Production of centimeter-scale sub-wavelength nanopatterns by controlling the light path of adhesive photomasks

Abstract

The capability of generating sub-wavelength nanostructures in a low-cost and high yield fashion is important for many areas of research. In this work, a facile parallel near-field photolithography strategy was developed to enable centimeter-scale nanopatterns with sub-wavelength feature size and variable feature shapes by utilizing a metal coating to manipulate the light path of polydimethylsiloxane (PDMS) structure based photomasks. The thin metal coating and microscale apertures created on PDMS structures not only imparted the adhesive and conformal merits to the elastomeric photomasks, but are also capable of making the nanoscale regions below V-shape PDMS tips apexes or vertical sidewalls of flat PDMS reliefs be selectively exposed by controlling the light path.
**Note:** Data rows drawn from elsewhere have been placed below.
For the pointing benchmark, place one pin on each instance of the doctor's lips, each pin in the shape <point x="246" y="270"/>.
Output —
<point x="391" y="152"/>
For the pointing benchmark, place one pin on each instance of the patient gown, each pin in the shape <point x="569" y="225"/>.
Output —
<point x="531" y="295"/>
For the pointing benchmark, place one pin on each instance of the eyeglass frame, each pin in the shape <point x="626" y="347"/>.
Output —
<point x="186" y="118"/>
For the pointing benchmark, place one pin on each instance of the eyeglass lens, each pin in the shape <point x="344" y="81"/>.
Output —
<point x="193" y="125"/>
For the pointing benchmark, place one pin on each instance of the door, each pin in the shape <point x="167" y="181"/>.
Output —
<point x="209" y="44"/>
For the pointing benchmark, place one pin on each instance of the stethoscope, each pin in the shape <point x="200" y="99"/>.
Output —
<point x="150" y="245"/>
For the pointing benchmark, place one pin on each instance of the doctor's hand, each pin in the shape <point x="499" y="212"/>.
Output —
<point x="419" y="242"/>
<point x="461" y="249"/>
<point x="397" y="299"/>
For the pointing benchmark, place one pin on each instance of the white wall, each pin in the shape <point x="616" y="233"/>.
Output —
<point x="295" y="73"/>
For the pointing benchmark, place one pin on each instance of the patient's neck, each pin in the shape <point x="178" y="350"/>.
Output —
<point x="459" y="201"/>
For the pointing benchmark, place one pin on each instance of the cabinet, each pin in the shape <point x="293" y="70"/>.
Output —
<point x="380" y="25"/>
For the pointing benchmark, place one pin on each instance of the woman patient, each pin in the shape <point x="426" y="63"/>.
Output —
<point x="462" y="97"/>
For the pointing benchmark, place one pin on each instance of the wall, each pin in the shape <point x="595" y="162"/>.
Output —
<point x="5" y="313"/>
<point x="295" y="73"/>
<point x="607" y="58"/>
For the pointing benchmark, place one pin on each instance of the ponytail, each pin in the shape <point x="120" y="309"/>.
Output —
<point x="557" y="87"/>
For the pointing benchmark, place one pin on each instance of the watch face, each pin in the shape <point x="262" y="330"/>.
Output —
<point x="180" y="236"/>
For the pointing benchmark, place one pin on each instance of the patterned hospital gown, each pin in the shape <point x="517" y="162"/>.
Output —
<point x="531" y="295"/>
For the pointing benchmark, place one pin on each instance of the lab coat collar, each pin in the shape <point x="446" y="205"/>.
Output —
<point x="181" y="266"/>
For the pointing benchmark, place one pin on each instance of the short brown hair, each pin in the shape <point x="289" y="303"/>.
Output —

Thus, sub-100 nm nanostructures were generated over large areas on the substrate. For the first time, two under exposures in near-field photolithography were employed to fabricate sub-wavelength nanorod arrays with adjustable length to width ratios by rotating the photomask in the second exposure. Besides generation of the smallest 70 nm photoresist features and 80 nm metal nanostructures, this technique was also exploited to fabricate self-assembled monolayers (SAMs) molecular nanopatterns with sub-wavelength feature size. This nanolithography strategy combines the advantages of low-cost, high productivity, sub-wavelength feature size and flexible feature geometries, making it a facile and general nanofabrication tool to enable various functional nanostructures for academic research.